Pipeline function that computes invariance metrics each cycle and injects them into `ctx.params["invariance"]`.

```python theme={null}
import horizon as hz

def impact_aware_strategy(ctx):
    inv = ctx.params.get("invariance")
    if inv is None:
        return []

    mid = ctx.feed.price

    # Scale position size inversely with impact
    base_size = 50
    if inv["expected_impact"] > 0.01:
        size = max(5, int(base_size * 0.01 / inv["expected_impact"]))
    else:
        size = base_size

    # Widen spread when informed trading is detected
    spread = 0.05 if inv["is_informed"] else 0.02

    return [
        hz.quote(ctx, hz.Side.Yes, hz.OrderSide.Buy, mid - spread, size),
        hz.quote(ctx, hz.Side.Yes, hz.OrderSide.Sell, mid + spread, size),
    ]

hz.run(
    name="invariance-mm",
    markets=["0xcondition..."],
    pipeline=[
        hz.invariance_monitor(),
        impact_aware_strategy,
    ],
    interval=1.0,
)
```

The `ctx.params["invariance"]` dict contains:

| Key                  | Type    | Description                        |
| -------------------- | ------- | ---------------------------------- |
| `trading_activity`   | `float` | Current gamma measure              |
| `invariant_bet_size` | `float` | Current V\* estimate               |
| `impact_coefficient` | `float` | Kyle's lambda                      |
| `expected_impact`    | `float` | Impact for a 1x V\* trade          |
| `is_informed`        | `bool`  | Whether recent flow exceeds 2x V\* |

***

## Mathematical Background

<AccordionGroup>
  <Accordion title="The Invariance Hypothesis">
    Kyle and Obizhaeva (2016) propose that the distribution of a "bet" -- a portfolio decision by an informed trader -- is invariant across markets and time when measured in business time.
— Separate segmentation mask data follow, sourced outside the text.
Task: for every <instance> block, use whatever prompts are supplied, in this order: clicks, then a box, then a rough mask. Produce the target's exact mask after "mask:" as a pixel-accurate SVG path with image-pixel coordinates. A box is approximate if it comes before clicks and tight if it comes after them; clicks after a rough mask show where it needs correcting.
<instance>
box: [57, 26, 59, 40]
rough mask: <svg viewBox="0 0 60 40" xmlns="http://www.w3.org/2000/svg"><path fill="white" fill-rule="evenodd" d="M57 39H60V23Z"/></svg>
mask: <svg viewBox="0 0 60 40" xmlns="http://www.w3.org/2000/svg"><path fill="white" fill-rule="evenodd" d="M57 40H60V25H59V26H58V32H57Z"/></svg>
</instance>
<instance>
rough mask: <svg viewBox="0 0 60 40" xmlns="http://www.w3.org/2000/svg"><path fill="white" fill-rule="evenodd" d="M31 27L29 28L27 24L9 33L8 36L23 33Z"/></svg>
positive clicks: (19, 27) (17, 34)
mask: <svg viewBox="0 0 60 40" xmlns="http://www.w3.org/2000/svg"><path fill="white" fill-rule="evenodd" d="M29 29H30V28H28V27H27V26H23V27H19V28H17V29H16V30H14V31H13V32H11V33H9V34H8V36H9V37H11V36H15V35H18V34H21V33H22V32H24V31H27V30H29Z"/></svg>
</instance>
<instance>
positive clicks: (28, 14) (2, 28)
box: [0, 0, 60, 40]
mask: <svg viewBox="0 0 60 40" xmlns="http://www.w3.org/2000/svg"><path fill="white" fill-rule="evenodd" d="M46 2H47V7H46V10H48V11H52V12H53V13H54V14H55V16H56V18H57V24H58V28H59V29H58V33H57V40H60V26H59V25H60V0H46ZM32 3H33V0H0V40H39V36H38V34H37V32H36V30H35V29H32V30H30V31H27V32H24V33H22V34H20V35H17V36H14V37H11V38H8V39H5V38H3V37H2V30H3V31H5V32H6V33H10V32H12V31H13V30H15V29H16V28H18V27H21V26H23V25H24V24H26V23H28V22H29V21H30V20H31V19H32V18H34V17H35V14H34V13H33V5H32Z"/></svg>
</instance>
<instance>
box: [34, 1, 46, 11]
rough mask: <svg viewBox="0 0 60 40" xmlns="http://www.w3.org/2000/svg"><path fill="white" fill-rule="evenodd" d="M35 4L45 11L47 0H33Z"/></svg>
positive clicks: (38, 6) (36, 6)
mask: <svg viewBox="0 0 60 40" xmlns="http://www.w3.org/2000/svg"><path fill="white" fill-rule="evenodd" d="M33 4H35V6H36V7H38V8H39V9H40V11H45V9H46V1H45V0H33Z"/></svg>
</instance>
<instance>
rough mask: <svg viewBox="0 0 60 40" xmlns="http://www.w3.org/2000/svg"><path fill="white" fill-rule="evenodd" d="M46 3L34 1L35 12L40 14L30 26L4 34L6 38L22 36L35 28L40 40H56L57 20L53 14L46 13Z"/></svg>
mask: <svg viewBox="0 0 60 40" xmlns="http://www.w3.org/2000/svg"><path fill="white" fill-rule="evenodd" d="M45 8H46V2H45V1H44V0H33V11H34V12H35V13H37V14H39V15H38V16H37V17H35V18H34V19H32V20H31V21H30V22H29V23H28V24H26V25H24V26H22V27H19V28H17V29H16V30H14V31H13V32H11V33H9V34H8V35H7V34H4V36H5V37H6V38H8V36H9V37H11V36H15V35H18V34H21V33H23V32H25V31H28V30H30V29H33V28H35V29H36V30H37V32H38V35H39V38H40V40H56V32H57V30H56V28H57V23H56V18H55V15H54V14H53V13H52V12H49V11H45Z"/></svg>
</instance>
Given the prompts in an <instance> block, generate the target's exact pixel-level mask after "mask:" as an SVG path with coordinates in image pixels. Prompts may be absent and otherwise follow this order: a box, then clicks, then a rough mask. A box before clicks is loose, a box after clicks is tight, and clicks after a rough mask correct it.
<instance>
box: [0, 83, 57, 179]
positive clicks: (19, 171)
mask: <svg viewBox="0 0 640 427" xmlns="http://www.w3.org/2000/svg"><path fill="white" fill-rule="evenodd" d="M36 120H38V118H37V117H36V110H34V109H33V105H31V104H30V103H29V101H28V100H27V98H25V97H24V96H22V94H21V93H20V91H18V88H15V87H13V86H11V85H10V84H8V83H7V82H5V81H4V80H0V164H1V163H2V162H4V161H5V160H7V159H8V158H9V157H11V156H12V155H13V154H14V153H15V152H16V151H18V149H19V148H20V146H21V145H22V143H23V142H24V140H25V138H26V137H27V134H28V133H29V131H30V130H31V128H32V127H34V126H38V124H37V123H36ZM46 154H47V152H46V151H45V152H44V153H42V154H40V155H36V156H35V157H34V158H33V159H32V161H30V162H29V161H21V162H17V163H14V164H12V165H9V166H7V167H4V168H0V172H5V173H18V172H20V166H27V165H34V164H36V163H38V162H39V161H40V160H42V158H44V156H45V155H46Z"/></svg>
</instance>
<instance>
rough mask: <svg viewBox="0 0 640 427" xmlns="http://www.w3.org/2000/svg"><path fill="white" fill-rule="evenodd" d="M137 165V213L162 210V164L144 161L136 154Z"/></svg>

Business time is defined by trading activity gamma = sigma \* V / P, where sigma is volatility, V is volume, and P is price.

    The key predictions are:

    * Bet size scales as `V * gamma^(-2/3)`
    * Number of bets per period scales as `gamma^(2/3)`
    * Price impact per bet scales as `gamma^(1/3)`

    These scaling laws have been validated empirically across equities, futures, and FX markets.
  </Accordion>

  <Accordion title="Square-Root Impact">
    The Kyle-Obizhaeva impact model predicts that temporary price impact scales as the square root of trade size normalized by the invariant bet size:

    `Delta_P = lambda * sigma * sqrt(Q / V*)`

    where lambda is a universal constant (approximately 1), sigma is volatility, Q is trade size, and V\* is the invariant bet size. The square-root law arises from the assumption that informed traders optimally split their bets.
  </Accordion>

  <Accordion title="Informed Trade Detection">
    Under invariance, the natural trade size V\* represents the equilibrium bet of an informed trader. Trades significantly larger than V\* (e.g., 2-3x) are unlikely to come from informed traders optimally splitting orders. Instead they suggest either: (1) highly informed traders with very short-lived information, or (2) uninformed institutional flow. Both cases warrant wider spreads.